Saturday, we spent the morning at the inn, enjoying a little more time reading on the lawn, looking out on the harbor. At noon, we said farewell and drove into town, where we were fortunate to get a parking spot right on Main Street just as someone backed out. With Arno’s just on the other side of the street, we didn’t have to think too hard about where to eat lunch.
We hadn’t eaten there for a few years, having gotten in the habit instead, if we’re looking for lunch in town, of going to Fog Island Cafe. It was time for a change.

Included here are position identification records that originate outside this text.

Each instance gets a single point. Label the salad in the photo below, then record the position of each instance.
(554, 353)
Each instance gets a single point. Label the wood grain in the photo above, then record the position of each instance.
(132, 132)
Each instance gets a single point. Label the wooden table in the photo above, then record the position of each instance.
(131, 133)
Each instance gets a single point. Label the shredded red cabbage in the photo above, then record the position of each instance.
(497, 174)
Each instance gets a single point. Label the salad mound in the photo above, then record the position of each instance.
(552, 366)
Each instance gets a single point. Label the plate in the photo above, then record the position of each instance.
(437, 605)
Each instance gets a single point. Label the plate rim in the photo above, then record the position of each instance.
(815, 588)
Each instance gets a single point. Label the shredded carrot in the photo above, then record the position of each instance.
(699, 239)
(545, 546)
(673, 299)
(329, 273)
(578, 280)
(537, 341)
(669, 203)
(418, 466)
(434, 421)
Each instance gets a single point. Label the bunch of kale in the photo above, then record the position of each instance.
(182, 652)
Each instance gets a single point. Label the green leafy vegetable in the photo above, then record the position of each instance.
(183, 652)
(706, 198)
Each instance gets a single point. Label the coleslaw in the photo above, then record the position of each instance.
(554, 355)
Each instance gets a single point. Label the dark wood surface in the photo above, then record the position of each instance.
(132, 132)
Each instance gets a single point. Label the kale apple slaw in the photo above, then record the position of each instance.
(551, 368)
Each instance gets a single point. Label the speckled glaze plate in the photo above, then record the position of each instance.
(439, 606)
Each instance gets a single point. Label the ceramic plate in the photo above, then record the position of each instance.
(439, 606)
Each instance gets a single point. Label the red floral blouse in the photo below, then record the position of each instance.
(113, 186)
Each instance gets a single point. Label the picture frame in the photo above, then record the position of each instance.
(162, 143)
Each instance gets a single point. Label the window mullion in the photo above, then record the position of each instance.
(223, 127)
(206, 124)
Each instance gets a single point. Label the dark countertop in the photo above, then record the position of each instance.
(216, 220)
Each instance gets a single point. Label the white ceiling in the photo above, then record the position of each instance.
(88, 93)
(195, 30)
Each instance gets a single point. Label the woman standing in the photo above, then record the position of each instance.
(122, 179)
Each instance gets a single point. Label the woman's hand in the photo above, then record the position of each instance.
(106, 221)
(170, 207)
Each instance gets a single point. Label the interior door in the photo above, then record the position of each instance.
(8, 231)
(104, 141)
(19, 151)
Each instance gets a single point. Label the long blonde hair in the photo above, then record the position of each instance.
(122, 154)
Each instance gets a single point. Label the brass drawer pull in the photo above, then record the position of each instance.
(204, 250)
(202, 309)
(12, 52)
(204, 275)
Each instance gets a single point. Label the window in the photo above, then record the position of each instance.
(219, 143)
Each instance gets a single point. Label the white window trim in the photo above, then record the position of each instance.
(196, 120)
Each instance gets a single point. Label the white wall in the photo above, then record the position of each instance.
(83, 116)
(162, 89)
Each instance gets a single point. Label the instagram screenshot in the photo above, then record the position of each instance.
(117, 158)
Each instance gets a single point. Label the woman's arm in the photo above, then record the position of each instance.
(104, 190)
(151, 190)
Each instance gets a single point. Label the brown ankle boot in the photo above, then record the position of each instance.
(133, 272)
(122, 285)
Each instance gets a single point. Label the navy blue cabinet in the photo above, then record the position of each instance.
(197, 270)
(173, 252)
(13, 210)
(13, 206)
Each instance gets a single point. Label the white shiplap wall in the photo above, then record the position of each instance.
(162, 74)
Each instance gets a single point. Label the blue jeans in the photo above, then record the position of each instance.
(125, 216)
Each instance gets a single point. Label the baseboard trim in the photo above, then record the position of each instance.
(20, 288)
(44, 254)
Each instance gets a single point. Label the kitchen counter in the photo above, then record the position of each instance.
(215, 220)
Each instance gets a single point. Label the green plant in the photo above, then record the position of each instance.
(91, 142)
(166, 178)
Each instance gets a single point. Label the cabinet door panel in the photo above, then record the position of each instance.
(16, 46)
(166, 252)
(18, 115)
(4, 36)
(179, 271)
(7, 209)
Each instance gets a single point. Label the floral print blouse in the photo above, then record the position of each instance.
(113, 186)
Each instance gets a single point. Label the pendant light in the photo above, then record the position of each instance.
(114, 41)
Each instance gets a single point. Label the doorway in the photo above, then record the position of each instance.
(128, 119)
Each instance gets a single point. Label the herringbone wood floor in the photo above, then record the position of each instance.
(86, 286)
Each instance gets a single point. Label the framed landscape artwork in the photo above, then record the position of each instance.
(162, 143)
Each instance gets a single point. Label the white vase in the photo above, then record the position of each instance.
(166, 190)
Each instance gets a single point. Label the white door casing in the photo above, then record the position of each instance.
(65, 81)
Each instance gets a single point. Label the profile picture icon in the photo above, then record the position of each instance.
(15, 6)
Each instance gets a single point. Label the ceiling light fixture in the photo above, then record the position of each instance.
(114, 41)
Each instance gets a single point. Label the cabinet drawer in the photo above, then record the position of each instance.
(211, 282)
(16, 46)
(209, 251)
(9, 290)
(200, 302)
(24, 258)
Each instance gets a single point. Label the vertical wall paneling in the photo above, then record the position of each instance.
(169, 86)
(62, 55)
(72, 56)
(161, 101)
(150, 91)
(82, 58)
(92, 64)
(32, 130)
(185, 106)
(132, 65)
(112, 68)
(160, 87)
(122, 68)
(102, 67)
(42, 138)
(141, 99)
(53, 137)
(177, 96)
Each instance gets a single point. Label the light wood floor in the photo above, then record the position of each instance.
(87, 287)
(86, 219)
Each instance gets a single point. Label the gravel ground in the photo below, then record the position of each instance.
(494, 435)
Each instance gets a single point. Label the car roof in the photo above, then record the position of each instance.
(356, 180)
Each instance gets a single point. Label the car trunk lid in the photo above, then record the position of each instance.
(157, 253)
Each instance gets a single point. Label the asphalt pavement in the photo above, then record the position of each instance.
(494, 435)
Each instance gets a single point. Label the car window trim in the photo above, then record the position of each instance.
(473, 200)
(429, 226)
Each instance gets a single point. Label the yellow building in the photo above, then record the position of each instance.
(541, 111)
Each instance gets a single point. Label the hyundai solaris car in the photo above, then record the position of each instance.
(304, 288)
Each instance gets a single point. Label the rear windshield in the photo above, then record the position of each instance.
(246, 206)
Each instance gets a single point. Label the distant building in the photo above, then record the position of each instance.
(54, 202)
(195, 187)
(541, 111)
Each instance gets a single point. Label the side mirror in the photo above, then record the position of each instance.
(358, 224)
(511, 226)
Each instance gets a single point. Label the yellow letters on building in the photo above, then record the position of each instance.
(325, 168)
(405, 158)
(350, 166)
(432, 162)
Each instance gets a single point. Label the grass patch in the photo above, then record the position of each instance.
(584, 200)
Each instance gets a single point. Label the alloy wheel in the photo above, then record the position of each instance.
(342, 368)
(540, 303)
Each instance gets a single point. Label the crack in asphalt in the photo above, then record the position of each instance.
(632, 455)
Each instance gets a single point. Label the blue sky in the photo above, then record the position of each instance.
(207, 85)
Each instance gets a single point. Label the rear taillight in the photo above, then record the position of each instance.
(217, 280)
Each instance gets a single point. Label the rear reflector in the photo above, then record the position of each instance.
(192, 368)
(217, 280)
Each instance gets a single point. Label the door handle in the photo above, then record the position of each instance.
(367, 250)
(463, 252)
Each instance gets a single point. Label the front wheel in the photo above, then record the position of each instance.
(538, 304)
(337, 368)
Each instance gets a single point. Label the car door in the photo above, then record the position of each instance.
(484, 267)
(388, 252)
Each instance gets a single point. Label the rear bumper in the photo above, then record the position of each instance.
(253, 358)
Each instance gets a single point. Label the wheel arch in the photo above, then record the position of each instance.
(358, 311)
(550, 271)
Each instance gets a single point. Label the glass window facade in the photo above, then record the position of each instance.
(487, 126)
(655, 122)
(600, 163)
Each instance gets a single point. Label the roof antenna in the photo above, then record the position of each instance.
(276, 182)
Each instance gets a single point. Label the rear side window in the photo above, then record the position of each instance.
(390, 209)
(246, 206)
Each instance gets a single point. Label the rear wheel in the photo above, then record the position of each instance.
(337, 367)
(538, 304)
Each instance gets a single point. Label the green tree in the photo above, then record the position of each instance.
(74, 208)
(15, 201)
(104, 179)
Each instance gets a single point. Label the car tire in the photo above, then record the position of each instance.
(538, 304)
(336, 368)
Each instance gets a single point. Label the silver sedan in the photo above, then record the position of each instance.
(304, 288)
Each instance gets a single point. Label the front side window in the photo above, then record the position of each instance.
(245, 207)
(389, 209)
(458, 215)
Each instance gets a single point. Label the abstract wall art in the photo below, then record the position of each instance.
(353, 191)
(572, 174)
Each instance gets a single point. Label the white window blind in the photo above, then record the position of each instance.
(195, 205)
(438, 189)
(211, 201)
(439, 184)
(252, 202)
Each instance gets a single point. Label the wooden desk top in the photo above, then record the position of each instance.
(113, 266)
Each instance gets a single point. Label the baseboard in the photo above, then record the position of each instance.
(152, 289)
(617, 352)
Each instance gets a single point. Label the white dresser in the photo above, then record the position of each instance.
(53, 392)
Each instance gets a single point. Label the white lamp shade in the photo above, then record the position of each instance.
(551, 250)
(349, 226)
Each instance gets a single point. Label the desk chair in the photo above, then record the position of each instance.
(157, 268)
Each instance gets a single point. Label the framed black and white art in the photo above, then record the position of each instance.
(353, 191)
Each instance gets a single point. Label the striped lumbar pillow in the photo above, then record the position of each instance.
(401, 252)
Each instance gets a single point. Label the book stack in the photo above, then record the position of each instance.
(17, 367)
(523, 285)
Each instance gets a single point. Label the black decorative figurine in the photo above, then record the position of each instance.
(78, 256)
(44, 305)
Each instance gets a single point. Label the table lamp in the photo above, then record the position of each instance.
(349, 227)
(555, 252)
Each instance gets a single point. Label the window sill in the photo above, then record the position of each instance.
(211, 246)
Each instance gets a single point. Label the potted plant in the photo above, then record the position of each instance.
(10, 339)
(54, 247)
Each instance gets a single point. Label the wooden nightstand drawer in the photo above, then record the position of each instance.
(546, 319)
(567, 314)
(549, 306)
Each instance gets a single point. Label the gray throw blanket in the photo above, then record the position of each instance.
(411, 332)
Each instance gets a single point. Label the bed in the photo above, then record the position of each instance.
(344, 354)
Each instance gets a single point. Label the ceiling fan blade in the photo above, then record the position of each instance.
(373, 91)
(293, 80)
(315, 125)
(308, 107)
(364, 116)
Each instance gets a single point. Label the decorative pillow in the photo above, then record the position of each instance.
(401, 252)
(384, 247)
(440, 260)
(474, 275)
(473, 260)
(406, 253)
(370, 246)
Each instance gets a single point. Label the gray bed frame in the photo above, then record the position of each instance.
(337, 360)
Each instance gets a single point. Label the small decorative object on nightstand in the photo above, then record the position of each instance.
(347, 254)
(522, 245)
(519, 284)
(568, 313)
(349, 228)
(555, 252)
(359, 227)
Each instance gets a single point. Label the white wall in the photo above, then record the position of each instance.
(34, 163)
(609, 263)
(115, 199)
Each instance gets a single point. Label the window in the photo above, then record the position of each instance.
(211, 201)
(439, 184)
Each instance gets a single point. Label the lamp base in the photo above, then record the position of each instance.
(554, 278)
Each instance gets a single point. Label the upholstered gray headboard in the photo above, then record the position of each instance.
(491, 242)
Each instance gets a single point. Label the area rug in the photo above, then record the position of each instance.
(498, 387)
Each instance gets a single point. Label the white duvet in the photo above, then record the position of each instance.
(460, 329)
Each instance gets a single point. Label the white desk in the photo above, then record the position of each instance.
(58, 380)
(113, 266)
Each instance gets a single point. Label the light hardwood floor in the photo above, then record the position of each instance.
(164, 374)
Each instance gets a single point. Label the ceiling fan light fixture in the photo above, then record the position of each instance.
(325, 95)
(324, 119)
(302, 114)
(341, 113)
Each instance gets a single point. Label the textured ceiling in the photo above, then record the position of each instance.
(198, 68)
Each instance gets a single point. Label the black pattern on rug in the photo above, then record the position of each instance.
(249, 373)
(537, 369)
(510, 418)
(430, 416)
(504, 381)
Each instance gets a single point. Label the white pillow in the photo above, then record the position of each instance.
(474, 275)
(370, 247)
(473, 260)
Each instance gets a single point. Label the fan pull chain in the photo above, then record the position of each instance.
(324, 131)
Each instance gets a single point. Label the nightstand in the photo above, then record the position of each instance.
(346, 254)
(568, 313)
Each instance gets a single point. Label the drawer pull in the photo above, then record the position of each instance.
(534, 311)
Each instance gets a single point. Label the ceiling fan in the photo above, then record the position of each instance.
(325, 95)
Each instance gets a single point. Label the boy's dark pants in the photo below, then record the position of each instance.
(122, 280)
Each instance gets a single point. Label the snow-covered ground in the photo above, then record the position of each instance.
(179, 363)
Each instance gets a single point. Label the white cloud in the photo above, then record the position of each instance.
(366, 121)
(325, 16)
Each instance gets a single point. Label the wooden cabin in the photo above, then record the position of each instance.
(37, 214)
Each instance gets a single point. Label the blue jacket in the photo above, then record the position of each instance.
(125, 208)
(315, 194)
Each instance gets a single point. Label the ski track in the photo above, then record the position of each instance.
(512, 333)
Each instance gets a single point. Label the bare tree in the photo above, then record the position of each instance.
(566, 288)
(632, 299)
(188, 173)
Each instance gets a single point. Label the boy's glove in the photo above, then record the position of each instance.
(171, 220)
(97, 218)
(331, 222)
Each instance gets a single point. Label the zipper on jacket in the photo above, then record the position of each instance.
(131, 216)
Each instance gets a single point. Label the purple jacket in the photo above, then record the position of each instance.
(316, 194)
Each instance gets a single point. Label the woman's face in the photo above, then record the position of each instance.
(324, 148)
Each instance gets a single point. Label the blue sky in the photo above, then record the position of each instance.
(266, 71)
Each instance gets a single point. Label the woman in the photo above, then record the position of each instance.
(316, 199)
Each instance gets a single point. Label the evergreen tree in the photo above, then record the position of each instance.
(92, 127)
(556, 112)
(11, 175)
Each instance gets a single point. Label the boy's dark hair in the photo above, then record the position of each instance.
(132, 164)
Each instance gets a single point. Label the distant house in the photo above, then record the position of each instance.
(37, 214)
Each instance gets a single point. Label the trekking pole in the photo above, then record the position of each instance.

After lunch, we walked down Main Street to Straight Wharf, going into a few stores, then back up Main to our car, the one hour of allowed parking time having expired. On the way to the airport, we stopped at Surfside Beach, straight south of town on the south shore, which we had last been to on our honeymoon. A quick look, then on to the airport, where we dropped our car just two minutes before the 2:00 PM deadline. Our annual visit to Nantucket was over way too soon, as always.